Tice was also the head coach during the Minnesota Vikings boat party scandal which occurred in October 2005. Some commentators believe that this incident led to his demise in Minnesota.

Tice's contract with the Minnesota Vikings was allowed to expire after the last game of the 2005 season on January 1, 2006. The Vikings had just defeated the Chicago Bears, but a loss to the Baltimore Ravens eliminated the Vikings from playoff contention and effectively sealed Tice's fate. During his tenure of more than four years as the Vikings head coach, he had a regular season record of 32–33–0, while going 1–1 in the playoffs. Also during his tenure, the Vikings recorded an NFL record for the most consecutive games with over 300 yards of offense with 36.

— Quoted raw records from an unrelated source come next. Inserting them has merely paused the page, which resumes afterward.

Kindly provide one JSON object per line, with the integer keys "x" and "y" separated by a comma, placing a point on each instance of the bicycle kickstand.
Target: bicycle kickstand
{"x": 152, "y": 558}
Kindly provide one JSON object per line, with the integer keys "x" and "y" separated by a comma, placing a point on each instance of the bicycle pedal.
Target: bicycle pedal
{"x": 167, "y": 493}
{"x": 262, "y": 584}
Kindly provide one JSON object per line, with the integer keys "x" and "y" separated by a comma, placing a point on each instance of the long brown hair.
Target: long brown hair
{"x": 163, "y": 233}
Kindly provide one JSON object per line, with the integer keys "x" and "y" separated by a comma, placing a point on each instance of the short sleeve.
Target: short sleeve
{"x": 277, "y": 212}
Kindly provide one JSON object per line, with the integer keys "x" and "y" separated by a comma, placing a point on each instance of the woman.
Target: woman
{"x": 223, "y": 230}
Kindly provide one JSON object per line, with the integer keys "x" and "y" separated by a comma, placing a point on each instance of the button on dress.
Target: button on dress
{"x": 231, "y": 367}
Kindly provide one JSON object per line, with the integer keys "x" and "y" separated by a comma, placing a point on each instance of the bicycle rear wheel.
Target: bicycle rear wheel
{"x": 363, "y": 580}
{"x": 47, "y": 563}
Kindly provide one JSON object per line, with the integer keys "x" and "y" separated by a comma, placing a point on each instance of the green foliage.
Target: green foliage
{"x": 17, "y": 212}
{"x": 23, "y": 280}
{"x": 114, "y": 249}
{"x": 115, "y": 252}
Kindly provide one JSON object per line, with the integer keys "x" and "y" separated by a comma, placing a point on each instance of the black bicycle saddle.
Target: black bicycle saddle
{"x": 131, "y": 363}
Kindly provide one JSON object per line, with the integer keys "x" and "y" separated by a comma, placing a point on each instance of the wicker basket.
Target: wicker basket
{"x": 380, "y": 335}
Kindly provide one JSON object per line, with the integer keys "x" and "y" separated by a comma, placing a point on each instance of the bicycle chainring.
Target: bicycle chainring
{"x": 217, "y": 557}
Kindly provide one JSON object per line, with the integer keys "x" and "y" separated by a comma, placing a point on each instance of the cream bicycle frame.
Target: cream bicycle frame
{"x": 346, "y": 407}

===Jacksonville Jaguars===
Tice was hired as assistant head coach/offense of Jacksonville by Jack Del Rio, another former Viking.

===Chicago Bears===
On January 15, 2010, Tice was hired as offensive line coach for the Chicago Bears. On October 3, 2010, his offensive line allowed 9 sacks in one half to the New York Giants. On September 17, 2010, against the Cowboys, his line only gave up one sack and held DeMarcus Ware, one of the leading sackers since he came into the NFL, sackless. Despite this, the Bears allowed 105 sacks in his two years as offensive line coach.

On January 6, 2012, the Bears promoted Tice to offensive coordinator, filling the void left by the resignation of Mike Martz.

On January 16, 2013, the Bears hired Marc Trestman to be the Bears new head coach after Lovie Smith was fired. It was also announced that the Bears had hired Aaron Kromer to replace Tice as offensive coordinator and offensive line coach. Tice was dismissed by the Bears on January 17, 2013.

===Atlanta Falcons===
Tice was hired to be the Atlanta Falcons offensive line coach in January 2014.

===Oakland Raiders===
Tice was hired to be the Oakland Raiders offensive line coach in January 2015. On February 6, 2018, Tice announced that he was retiring from coaching. He said that he was ready to move on from the coaching ranks because "players today don't want to be coached."

==Head coaching record==

| Team | Year | Regular season |  |  |  |  | Postseason |  |  |  |
| Won | Lost | Ties | Win % | Finish | Won | Lost | Win % | Result |
| MIN | 2001 | 0 | 1 | 0 | .000 | 4th in NFC Central | – | – | – | – |
| MIN | 2002 | 6 | 10 | 0 | .375 | 2nd in NFC North | – | – | – | – |
| MIN | 2003 | 9 | 7 | 0 | .563 | 2nd in NFC North | – | – | – | – |
| MIN | 2004 | 8 | 8 | 0 | .500 | 2nd in NFC North | 1 | 1 | .500 | Lost to Philadelphia Eagles in NFC Divisional Game |
| MIN | 2005 | 9 | 7 | 0 | .563 | 2nd in NFC North | – | – | – | – |
| MIN Total |  | 32 | 33 | 0 | .492 |  | 1 | 1 | .500 |  |
| Total |  | 32 | 33 | 0 | .492 |  | 1 | 1 | .500 |  |

==Personal life==
Mike Tice is the older brother of John Tice, also a former tight end at the University of Maryland, who played ten seasons in the NFL with the New Orleans Saints. John was an assistant coach for the Vikings in Mike's tenure. His son, Nate, was a quarterback for the Wisconsin Badgers and became an NFL writer and podcaster after working in the back office for NFL teams. During Mike's time with Seattle, his teammates referred to his eating style as "Mike Tice's Lunchout" in a humorous parody of the then popular video game, Mike Tyson's Punch-Out!! Tice currently lives in the Las Vegas area with his wife, Diane.